Custom auth with OAuth 2.1

When you need to talk to an external system—CRM records, proprietary APIs, shared datasets—you can integrate a full OAuth 2.1 flow that conforms to the MCP authorization spec.

Components

  • Resource server – your MCP server, which exposes tools and verifies access tokens on each request.
  • Authorization server – your identity provider (Auth0, Okta, Cognito, or a custom implementation) that issues tokens and publishes discovery metadata.
  • Client – ChatGPT acting on behalf of the user. It supports dynamic client registration and PKCE.

Required endpoints

Your authorization server must provide:

  • /.well-known/oauth-protected-resource – lists the authorization servers and required scopes for your MCP endpoint.
  • /.well-known/openid-configuration – discovery document. It must include:
    • authorization_endpoint
    • token_endpoint (often /oauth/token)
    • jwks_uri
    • registration_endpoint
  • token_endpoint – accepts code+PKCE exchanges and returns access tokens.
  • registration_endpoint – accepts dynamic client registration requests and returns a client_id.

Flow in practice

  1. ChatGPT queries your MCP server for protected resource metadata. You can configure this with AuthSettings in the official Python SDK’s FastMCP module.
  2. ChatGPT registers itself with your authorization server using the registration_endpoint and obtains a client_id.
  3. When the user first invokes a tool, the ChatGPT client launches the OAuth authorization code + PKCE flow. The user authenticates and consents to the requested scopes.
  4. ChatGPT exchanges the authorization code for an access token and attaches it to subsequent MCP requests (Authorization: Bearer <token>).
  5. Your server verifies the token on each request (issuer, audience, expiration, scopes) before executing the tool.

Implementing verification

The official Python SDK’s FastMCP module ships with helpers for token verification. A simplified example:

File: server.py

from mcp.server.fastmcp import FastMCP
from mcp.server.auth.settings import AuthSettings
from mcp.server.auth.provider import TokenVerifier, AccessToken

class MyVerifier(TokenVerifier):
    async def verify_token(self, token: str) -> AccessToken | None:
        payload = validate_jwt(token, jwks_url)
        if "user" not in payload.get("permissions", []):
            return None
        return AccessToken(
            token=token,
            client_id=payload["azp"],
            subject=payload["sub"],
            scopes=payload.get("permissions", []),
            claims=payload,
        )

mcp = FastMCP(
    name="kanban-mcp",
    stateless_http=True,
    token_verifier=MyVerifier(),
    auth=AuthSettings(
        issuer_url="https://your-tenant.us.auth0.com",
        resource_server_url="https://example.com/mcp",
        required_scopes=["user"],
    ),
)

If verification fails, respond with 401 Unauthorized and a WWW-Authenticate header that points back to your protected-resource metadata. This tells the client to run the OAuth flow again.

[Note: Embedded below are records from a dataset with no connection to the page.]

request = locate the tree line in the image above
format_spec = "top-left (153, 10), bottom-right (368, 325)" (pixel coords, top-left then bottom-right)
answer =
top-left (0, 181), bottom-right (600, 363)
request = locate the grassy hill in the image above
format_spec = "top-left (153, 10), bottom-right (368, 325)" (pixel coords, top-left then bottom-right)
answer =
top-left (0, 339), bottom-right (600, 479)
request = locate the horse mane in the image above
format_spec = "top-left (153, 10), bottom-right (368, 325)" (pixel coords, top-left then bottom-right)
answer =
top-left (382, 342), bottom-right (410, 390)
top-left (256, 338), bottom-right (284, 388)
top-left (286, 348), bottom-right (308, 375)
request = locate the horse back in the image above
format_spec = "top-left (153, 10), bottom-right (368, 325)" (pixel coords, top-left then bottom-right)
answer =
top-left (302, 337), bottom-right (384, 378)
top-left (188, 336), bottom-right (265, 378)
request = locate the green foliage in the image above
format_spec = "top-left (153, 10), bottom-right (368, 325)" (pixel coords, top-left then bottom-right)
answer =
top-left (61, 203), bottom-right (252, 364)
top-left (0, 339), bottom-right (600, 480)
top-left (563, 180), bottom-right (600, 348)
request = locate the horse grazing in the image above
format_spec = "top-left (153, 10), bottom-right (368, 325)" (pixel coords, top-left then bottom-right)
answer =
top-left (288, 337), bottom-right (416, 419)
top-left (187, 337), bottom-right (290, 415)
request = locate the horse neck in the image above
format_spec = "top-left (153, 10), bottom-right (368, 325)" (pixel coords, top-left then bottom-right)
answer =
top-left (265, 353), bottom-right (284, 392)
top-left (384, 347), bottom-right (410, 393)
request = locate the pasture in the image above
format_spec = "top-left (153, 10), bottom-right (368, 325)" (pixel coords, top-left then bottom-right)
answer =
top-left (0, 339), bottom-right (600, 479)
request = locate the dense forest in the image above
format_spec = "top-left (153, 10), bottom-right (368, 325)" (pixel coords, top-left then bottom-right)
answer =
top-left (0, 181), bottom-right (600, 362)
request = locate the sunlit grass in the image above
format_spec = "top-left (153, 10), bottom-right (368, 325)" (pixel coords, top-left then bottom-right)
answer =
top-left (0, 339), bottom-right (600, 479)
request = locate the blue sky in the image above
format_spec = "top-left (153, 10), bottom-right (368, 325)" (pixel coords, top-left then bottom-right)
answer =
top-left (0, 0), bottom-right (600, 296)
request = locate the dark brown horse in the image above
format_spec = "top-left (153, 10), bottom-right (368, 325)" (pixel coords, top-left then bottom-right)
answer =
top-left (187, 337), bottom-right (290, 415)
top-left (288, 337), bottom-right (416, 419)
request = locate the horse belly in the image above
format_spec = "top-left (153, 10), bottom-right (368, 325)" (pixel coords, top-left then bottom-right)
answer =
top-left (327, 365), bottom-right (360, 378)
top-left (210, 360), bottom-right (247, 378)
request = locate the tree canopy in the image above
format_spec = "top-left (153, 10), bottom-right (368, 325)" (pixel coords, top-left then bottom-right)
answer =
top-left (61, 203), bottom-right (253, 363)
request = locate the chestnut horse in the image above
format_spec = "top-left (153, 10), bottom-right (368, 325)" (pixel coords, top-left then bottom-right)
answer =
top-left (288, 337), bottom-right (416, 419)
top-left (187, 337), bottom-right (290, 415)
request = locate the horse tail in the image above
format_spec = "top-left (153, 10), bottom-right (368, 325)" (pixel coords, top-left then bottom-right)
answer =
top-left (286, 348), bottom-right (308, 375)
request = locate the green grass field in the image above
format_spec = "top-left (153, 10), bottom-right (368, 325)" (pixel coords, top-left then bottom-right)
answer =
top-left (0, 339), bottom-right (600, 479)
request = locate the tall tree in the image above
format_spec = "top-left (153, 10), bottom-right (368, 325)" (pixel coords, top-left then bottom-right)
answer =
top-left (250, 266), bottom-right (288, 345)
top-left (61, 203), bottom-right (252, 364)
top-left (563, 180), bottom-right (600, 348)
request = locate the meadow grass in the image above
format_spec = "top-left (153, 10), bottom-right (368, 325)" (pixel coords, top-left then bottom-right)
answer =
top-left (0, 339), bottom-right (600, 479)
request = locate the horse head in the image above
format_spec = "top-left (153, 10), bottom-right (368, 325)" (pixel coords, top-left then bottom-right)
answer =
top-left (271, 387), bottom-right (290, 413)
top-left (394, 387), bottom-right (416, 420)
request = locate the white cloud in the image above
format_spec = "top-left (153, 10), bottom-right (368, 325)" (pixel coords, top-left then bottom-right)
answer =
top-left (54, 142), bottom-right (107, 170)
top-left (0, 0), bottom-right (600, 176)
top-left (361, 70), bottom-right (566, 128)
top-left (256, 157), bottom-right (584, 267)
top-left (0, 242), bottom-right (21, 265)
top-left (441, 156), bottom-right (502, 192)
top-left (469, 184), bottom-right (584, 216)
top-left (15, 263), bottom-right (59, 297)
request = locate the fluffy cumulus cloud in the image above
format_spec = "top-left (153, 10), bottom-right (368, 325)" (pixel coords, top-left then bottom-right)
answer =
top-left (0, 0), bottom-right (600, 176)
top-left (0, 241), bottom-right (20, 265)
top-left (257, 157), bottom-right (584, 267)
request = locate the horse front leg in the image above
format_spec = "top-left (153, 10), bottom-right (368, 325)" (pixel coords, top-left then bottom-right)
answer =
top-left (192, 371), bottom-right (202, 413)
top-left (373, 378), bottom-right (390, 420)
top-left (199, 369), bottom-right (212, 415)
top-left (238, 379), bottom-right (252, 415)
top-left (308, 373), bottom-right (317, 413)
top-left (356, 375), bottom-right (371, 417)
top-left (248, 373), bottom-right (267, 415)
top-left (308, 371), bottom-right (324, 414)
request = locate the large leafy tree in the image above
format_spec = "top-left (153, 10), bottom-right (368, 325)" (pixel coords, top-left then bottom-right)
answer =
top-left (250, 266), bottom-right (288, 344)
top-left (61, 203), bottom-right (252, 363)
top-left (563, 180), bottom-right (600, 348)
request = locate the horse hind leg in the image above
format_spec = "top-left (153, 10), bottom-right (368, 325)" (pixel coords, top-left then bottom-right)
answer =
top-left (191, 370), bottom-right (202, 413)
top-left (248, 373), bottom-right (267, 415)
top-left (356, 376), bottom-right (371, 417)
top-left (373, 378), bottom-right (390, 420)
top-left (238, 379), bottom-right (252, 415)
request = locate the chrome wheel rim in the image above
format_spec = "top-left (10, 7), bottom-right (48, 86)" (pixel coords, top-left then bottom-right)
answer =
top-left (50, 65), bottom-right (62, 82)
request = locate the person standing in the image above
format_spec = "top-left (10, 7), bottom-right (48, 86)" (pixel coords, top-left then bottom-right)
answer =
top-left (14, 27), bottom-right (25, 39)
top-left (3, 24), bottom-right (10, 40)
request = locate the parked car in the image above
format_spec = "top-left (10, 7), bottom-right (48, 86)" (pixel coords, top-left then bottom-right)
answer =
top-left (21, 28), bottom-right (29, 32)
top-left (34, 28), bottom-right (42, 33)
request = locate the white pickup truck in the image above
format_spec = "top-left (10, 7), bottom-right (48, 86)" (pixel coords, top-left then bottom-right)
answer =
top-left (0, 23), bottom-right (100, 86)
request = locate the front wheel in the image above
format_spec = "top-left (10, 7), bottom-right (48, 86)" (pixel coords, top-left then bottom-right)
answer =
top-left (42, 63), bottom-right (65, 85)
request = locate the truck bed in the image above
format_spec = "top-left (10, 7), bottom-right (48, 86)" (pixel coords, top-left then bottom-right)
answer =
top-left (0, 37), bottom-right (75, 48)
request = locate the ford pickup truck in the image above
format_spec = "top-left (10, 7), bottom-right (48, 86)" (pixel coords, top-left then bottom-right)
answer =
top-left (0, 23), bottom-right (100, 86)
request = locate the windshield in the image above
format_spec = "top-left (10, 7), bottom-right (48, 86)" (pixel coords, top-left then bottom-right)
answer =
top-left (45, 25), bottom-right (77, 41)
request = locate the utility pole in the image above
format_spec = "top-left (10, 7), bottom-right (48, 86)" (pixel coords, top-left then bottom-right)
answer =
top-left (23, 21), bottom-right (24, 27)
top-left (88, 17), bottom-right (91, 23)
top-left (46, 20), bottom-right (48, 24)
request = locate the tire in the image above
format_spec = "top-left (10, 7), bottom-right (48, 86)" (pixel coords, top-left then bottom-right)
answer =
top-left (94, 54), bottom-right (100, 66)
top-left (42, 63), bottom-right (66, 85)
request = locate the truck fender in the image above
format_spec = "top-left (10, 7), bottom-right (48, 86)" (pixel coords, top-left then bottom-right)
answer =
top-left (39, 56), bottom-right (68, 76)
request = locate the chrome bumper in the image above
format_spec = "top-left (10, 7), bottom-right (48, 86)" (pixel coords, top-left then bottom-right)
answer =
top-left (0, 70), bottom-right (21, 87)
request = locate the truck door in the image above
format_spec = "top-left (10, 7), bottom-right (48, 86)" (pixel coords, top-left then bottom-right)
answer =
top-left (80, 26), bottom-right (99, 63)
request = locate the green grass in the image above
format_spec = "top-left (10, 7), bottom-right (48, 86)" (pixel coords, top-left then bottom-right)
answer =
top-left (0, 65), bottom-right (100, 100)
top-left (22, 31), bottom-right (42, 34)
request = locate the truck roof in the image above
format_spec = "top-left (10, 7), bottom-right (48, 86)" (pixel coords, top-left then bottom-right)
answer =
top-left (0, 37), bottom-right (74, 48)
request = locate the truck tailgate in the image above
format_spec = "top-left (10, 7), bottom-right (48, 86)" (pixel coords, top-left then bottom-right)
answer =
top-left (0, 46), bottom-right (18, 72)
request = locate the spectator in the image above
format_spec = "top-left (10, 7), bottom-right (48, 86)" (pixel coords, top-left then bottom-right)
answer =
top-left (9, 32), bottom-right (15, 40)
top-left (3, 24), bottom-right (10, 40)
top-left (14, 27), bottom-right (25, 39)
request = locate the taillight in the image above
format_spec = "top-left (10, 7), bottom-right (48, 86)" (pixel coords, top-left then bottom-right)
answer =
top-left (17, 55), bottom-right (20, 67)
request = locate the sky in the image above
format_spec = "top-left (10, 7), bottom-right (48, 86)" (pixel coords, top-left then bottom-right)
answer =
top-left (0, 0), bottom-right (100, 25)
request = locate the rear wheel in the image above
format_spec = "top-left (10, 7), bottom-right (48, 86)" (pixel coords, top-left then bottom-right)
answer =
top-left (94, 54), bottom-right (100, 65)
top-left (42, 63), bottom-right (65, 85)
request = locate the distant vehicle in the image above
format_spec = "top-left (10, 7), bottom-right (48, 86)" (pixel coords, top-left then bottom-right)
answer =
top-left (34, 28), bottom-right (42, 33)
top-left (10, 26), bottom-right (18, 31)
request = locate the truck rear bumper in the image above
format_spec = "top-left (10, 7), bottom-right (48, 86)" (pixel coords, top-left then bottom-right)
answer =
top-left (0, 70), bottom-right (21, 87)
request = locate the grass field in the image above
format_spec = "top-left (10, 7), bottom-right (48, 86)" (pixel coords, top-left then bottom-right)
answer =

Choosing an authorization provider

Auth0 is a popular option and supports dynamic client registration, RBAC, and token introspection out of the box. To configure it:

  1. Create an API in the Auth0 dashboard and record the identifier (used as the token audience).
  2. Enable RBAC and add permissions (for example user) so they are embedded in the access token.
  3. Turn on OIDC dynamic application registration so ChatGPT can create a client per connector.
  4. Ensure at least one login connection is enabled for dynamically created clients so users can sign in.

Okta, Azure AD, and custom OAuth 2.1 servers can follow the same pattern as long as they expose the required metadata.

Testing and rollout

  • Local testing – start with a development tenant that issues short-lived tokens so you can iterate quickly.
  • Dogfood – once authentication works, gate access to trusted testers before rolling out broadly. You can require linking for specific tools or the entire connector.
  • Rotation – plan for token revocation, refresh, and scope changes. Your server should treat missing or stale tokens as unauthenticated and return a helpful error message.

With authentication in place you can confidently expose user-specific data and write actions to ChatGPT users.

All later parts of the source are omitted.